8 Ways to Save $1 Million Dollars Before You Retire
Grow Your Business, Not Your Inbox
Saving for your retirement is a given. But, how much money do you need to set aside to enjoy your golden years?
How does a million bucks sound?
That may not sound feasible, but it’s not as challenging as you think if you follow these eight strategies.
1. Start saving as soon as you can.
The younger you start saving, the less amount of money you’ll have to put aside each month. For example, if you start saving $405 per month at the age of of 25, and are receiving an average annual return of 7 percent, you'll make you a millionaire by age 65. If you wait until later in life to start your savings, you’ll have to devote more money each month to catch-up.
You can use Bloomberg’s handy 401(k) Savings Calculator to give you a better understanding of how much you’ll need to save to reach your retirement savings goals.
2. Live below your means.
Here’s one of the best pieces of financial advice I’ve ever come across. You can only save money two ways. Either make more money or spend less money.
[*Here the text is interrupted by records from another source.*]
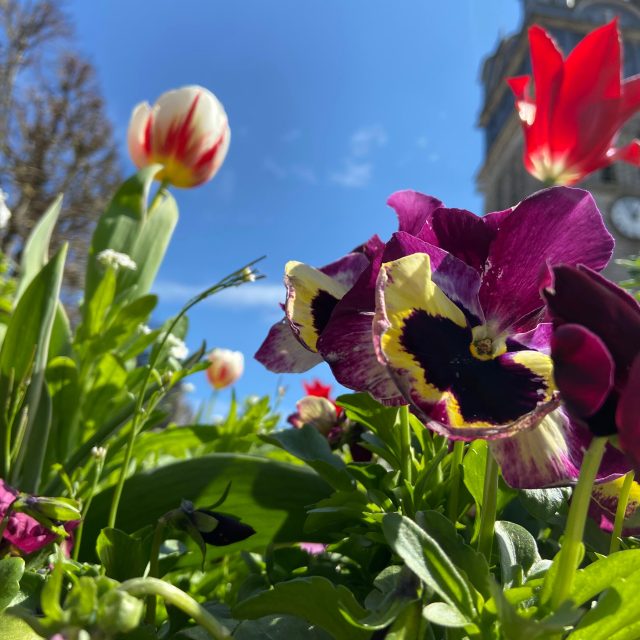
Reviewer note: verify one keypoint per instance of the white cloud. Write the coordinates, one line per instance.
(366, 139)
(251, 295)
(299, 172)
(304, 173)
(353, 175)
(292, 135)
(274, 168)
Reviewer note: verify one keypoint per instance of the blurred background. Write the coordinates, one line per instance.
(333, 106)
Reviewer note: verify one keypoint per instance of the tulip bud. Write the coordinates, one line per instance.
(119, 612)
(225, 368)
(186, 131)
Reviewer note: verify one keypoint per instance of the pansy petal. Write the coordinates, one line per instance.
(557, 225)
(413, 209)
(578, 295)
(538, 339)
(281, 351)
(550, 454)
(583, 368)
(346, 343)
(604, 504)
(425, 341)
(311, 298)
(461, 233)
(347, 269)
(628, 415)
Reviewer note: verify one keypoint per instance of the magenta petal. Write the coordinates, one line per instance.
(281, 352)
(459, 281)
(581, 296)
(583, 368)
(347, 269)
(461, 233)
(628, 415)
(538, 339)
(550, 454)
(557, 225)
(413, 209)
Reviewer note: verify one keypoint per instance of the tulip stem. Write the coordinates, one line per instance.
(454, 476)
(140, 587)
(489, 507)
(569, 555)
(405, 445)
(621, 511)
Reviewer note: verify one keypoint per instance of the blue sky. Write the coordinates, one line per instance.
(333, 106)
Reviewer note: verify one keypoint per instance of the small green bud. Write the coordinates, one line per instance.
(119, 612)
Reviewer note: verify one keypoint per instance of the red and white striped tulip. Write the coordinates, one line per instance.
(225, 368)
(186, 131)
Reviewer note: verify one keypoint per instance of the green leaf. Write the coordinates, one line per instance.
(63, 385)
(315, 599)
(30, 326)
(124, 555)
(119, 226)
(150, 246)
(615, 615)
(12, 628)
(469, 562)
(11, 570)
(474, 464)
(544, 504)
(598, 576)
(35, 253)
(444, 615)
(311, 447)
(518, 552)
(269, 495)
(422, 554)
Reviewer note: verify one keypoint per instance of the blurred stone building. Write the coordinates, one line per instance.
(502, 177)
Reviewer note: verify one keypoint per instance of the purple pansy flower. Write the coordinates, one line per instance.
(596, 354)
(291, 345)
(23, 531)
(460, 326)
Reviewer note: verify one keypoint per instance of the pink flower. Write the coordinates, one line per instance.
(23, 531)
(225, 368)
(186, 131)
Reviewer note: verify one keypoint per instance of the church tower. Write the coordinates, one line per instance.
(502, 178)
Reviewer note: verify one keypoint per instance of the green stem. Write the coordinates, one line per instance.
(154, 568)
(236, 278)
(621, 511)
(97, 472)
(569, 555)
(489, 507)
(454, 476)
(406, 467)
(152, 586)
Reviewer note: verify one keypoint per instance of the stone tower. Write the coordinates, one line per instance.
(502, 177)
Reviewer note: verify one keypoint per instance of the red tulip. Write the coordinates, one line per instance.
(579, 105)
(186, 130)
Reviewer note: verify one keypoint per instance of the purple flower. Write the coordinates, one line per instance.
(596, 354)
(459, 325)
(291, 345)
(604, 503)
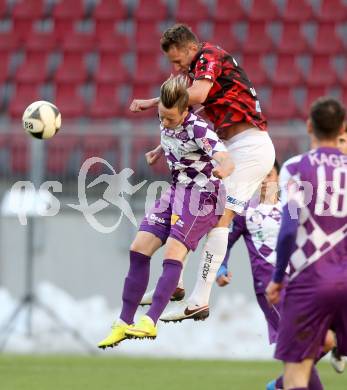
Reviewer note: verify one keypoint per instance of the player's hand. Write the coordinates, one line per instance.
(154, 155)
(273, 292)
(223, 276)
(138, 105)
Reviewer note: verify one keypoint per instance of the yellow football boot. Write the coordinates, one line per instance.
(143, 329)
(116, 336)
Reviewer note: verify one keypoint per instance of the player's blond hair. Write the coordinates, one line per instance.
(178, 35)
(173, 93)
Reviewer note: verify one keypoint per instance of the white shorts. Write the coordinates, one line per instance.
(253, 154)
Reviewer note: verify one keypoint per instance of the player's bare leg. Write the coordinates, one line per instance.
(297, 375)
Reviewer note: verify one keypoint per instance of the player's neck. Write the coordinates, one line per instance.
(325, 144)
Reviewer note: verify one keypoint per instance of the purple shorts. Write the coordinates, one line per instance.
(272, 315)
(313, 304)
(185, 214)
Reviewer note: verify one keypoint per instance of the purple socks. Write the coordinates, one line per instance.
(135, 285)
(165, 288)
(315, 383)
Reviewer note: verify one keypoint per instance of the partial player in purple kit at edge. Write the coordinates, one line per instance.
(185, 213)
(312, 239)
(230, 102)
(259, 226)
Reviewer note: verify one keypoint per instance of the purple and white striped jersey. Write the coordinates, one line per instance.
(314, 199)
(188, 149)
(259, 225)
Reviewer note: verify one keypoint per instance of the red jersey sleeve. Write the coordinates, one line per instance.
(208, 67)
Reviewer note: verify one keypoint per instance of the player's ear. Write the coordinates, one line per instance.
(309, 126)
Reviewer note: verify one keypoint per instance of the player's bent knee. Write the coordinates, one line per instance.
(175, 250)
(145, 243)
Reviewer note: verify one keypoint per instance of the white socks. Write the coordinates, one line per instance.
(213, 255)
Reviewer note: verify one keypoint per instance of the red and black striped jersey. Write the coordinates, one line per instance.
(232, 98)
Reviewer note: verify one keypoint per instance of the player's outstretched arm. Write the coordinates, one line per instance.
(138, 105)
(225, 165)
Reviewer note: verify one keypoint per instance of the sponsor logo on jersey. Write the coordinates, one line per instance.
(232, 200)
(207, 145)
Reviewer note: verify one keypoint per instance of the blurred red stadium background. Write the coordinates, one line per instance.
(91, 57)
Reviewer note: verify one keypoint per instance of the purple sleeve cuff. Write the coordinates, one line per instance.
(285, 244)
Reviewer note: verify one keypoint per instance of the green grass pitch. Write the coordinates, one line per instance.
(106, 373)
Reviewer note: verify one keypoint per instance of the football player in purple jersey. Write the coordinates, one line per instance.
(312, 239)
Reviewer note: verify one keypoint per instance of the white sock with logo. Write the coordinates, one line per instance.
(180, 282)
(214, 252)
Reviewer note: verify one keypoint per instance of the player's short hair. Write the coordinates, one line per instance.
(327, 116)
(173, 93)
(178, 35)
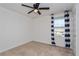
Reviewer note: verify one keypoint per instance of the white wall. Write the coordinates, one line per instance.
(14, 29)
(42, 29)
(77, 29)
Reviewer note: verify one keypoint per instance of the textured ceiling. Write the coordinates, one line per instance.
(54, 8)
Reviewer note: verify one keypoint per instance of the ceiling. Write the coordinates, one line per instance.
(54, 8)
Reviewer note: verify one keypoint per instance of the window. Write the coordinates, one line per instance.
(59, 24)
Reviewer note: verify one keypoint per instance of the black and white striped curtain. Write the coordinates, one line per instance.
(67, 29)
(52, 30)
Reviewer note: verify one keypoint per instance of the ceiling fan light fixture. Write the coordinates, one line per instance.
(35, 10)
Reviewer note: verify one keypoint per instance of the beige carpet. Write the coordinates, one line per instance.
(38, 49)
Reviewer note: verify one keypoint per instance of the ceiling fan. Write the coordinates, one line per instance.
(35, 8)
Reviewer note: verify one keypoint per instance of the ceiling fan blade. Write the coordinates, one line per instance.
(26, 6)
(39, 12)
(30, 11)
(44, 8)
(36, 5)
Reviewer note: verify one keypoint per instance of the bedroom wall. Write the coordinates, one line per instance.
(14, 29)
(77, 29)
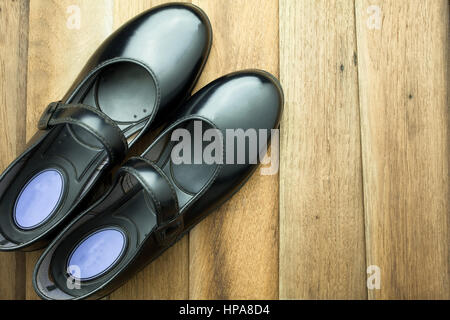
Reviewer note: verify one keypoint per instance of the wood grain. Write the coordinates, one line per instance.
(404, 85)
(321, 209)
(234, 252)
(13, 75)
(364, 171)
(55, 57)
(167, 277)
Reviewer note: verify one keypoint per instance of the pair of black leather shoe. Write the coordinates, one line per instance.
(139, 79)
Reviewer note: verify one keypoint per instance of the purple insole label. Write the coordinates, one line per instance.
(96, 254)
(38, 199)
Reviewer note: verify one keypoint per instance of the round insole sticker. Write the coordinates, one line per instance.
(96, 254)
(38, 199)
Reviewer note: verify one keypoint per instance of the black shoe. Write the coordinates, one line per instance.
(131, 84)
(157, 198)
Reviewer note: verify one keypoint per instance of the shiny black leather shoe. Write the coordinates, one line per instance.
(197, 163)
(132, 83)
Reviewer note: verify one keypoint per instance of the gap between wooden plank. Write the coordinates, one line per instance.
(404, 81)
(13, 76)
(322, 254)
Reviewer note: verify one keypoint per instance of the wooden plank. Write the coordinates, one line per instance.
(167, 277)
(13, 75)
(321, 208)
(58, 50)
(404, 82)
(234, 252)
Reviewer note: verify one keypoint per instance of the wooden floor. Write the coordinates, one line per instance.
(364, 152)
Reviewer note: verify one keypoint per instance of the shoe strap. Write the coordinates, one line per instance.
(92, 120)
(158, 186)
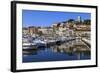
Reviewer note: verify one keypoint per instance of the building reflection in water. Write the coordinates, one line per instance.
(71, 48)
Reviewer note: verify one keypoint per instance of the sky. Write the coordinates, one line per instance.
(47, 18)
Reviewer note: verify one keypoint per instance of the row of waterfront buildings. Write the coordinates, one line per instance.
(65, 28)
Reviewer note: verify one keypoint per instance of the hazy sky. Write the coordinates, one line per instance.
(47, 18)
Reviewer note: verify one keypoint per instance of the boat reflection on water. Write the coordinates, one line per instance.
(72, 50)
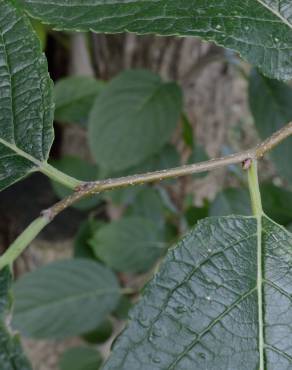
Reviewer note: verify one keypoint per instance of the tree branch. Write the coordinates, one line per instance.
(86, 189)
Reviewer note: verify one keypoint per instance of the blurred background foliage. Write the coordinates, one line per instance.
(127, 104)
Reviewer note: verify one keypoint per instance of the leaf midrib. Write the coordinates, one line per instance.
(21, 153)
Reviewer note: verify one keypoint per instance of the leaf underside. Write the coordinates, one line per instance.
(201, 311)
(26, 106)
(11, 355)
(64, 298)
(260, 30)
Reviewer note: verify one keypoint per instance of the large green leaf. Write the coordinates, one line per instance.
(26, 106)
(271, 106)
(131, 244)
(260, 30)
(11, 355)
(221, 300)
(132, 118)
(80, 358)
(64, 298)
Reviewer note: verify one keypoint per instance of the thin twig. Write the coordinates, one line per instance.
(89, 188)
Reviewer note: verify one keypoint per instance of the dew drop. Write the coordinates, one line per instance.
(144, 321)
(181, 309)
(202, 355)
(156, 360)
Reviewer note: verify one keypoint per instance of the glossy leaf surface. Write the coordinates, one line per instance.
(211, 306)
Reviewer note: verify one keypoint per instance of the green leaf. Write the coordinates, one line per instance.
(276, 203)
(148, 204)
(26, 106)
(86, 230)
(122, 310)
(132, 244)
(80, 358)
(101, 334)
(132, 118)
(194, 214)
(198, 155)
(232, 201)
(221, 300)
(270, 103)
(11, 355)
(79, 169)
(74, 98)
(64, 298)
(260, 30)
(187, 131)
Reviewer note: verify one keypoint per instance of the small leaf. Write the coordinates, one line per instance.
(81, 170)
(26, 105)
(260, 30)
(11, 354)
(270, 103)
(80, 358)
(74, 98)
(221, 300)
(132, 118)
(187, 133)
(130, 245)
(64, 298)
(122, 310)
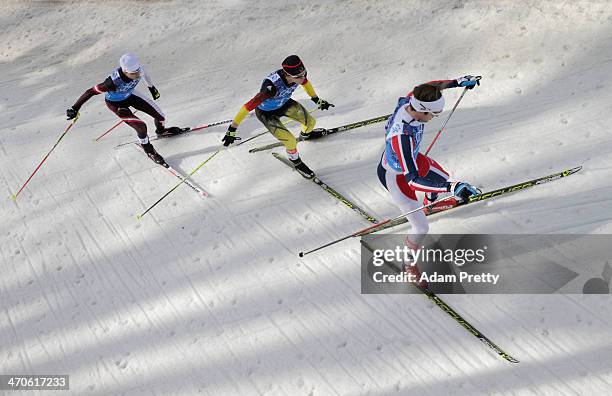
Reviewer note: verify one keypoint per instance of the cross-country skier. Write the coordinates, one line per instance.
(120, 95)
(274, 101)
(403, 170)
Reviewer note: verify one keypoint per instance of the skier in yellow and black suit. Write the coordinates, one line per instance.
(274, 101)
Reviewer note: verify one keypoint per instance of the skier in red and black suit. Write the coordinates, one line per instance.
(120, 95)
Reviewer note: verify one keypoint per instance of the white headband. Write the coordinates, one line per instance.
(427, 107)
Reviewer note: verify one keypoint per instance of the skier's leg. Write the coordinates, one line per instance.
(297, 112)
(123, 111)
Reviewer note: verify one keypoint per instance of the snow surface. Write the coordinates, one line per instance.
(208, 295)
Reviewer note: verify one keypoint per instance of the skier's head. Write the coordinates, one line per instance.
(130, 65)
(293, 66)
(426, 102)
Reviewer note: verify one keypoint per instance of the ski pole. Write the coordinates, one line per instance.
(14, 196)
(111, 128)
(368, 230)
(181, 182)
(449, 116)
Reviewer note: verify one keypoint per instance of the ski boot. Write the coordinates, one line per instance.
(302, 169)
(150, 151)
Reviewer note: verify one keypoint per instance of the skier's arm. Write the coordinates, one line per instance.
(466, 81)
(321, 104)
(403, 145)
(268, 90)
(105, 86)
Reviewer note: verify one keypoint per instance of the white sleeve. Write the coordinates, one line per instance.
(146, 77)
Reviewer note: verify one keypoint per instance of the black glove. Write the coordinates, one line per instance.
(154, 93)
(230, 136)
(322, 104)
(71, 113)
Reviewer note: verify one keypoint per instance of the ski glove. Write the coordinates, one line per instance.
(468, 81)
(322, 104)
(71, 113)
(230, 136)
(462, 190)
(154, 92)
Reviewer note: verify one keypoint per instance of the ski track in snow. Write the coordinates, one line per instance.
(208, 295)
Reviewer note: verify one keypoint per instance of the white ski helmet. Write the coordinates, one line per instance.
(129, 63)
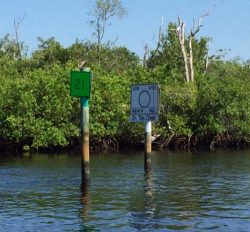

In most cases, it’s a whole lot easier to cut your spending and live a little more frugally.
This means purchasing a modest home, practical car, scaling back on the pricey vacations, clipping coupons, and creating a budget so that you can track your spending. Even though my wife and I make a lot of money, we save 90 percent of what we make.
In fact, authors Thomas Stanley and William Danco found in their book "The Millionaire Next Door" that a majority of millionaires reached that goal by spending less than they earned.
3. Make saving automatic.
We’ll make this point quick and easy. Select the amount of money you want to save each month and have it automatically withdrawn from your paycheck. If you’re stuck on where to place this money, start with a 401k or other employer-based retirement plan.
When you have this money taken out instantly, it prevents you from spending it. Some people find it an advantage to start with a percentage of their income rather than an actual dollar amount. If you are having trouble starting, begin with 2 or 3 percent of your income and add another percent each year. The point is to begin.
4. Choose your investments wisely.
Savings accounts and certificates of deposit are an alright place to start. But, if you really want to grow your wealth, invest in stocks.
While there is definitely a risk involved, Walter Updegrave writes in CNN Money that you “go with a portfolio that will give you a shot at realistic gains but you'll also be comfortable sticking with during major market setbacks.” This is done by taking a risk tolerance test - Vanguard’s asset allocation-risk tolerance tool can help with this.
Updegrave adds, “As for choosing investments for your portfolio, I recommend you focus mostly, if not exclusively, on broadly diversified low-cost index funds or ETFs, many of which charge just .2 percent of assets or less in annual expenses. The reason is simple. The less of your return you give up to fees, the more quickly your savings are likely to grow, and the more likely you'll reach your ambitious goal.”
5. Pay down your debt.
Let’s say that you have a credit card with a balance of $5,000 and an APR of 22 percent. You’re spending $1,000 annually in interest alone! I personally played this game when I was in my early 20's. I did it for almost three years until I realized I'd paid more in interest that was on my credit card in the first place.
Get rid of that debt immediately. Even if you have to put aside saving for a a couple of months or even a year, it’s totally worth it in the end since you can now put that monthly payment towards your retirement savings and not an outrageous interest rate. Understand payments and how they can work for you.
6. Don’t touch your 401(k).
After you’ve finished this article, head over to Bloomberg and read "How a Harvard Economist Screwed Up -- and Then Saved -- Her Retirement."
In a nutshell, it details the mistakes that retirement expert Alicia Munnell foolishly made during her 50s. One of the worst mistakes was using retirement savings for her current lifestyle needs. This included tapping into her 401(k).
"I used my after-tax account like a bank account," she says. "I used it to pay for the honeymoon of one of my sons. I was a little cavalier. I'd tell anyone else not to touch it, ever."
Remember, when you withdraw money from your 401(k) you taking away its ability to grow.
7. Pick-up free money.
You read that correctly. There is free money that is available for you to put towards your retirement.
- Max your 401(k) by taking what your employer matches.
- Open a spousal IRA if you or your spouse don’t have access to a 401(k).
- Conduct a Roth IRA analysis to calculate the cost of converting past IRA savings to a Roth IRA.
- Consider a health savings account that will allows you “to put aside money pre-tax you would spend on health care anyway (billed services, not premiums), and if you don’t spend it then the money rolls over each year while still earning interest.”
- Cut back on investment costs like mutual funds and certain 401(k) plans.
8. Increase contributions.
Did you know that after the age of 50 you can increase contributions to tax-deferred savings plans. This means that you can use those taxes that would have gone to the government and put it towards investing.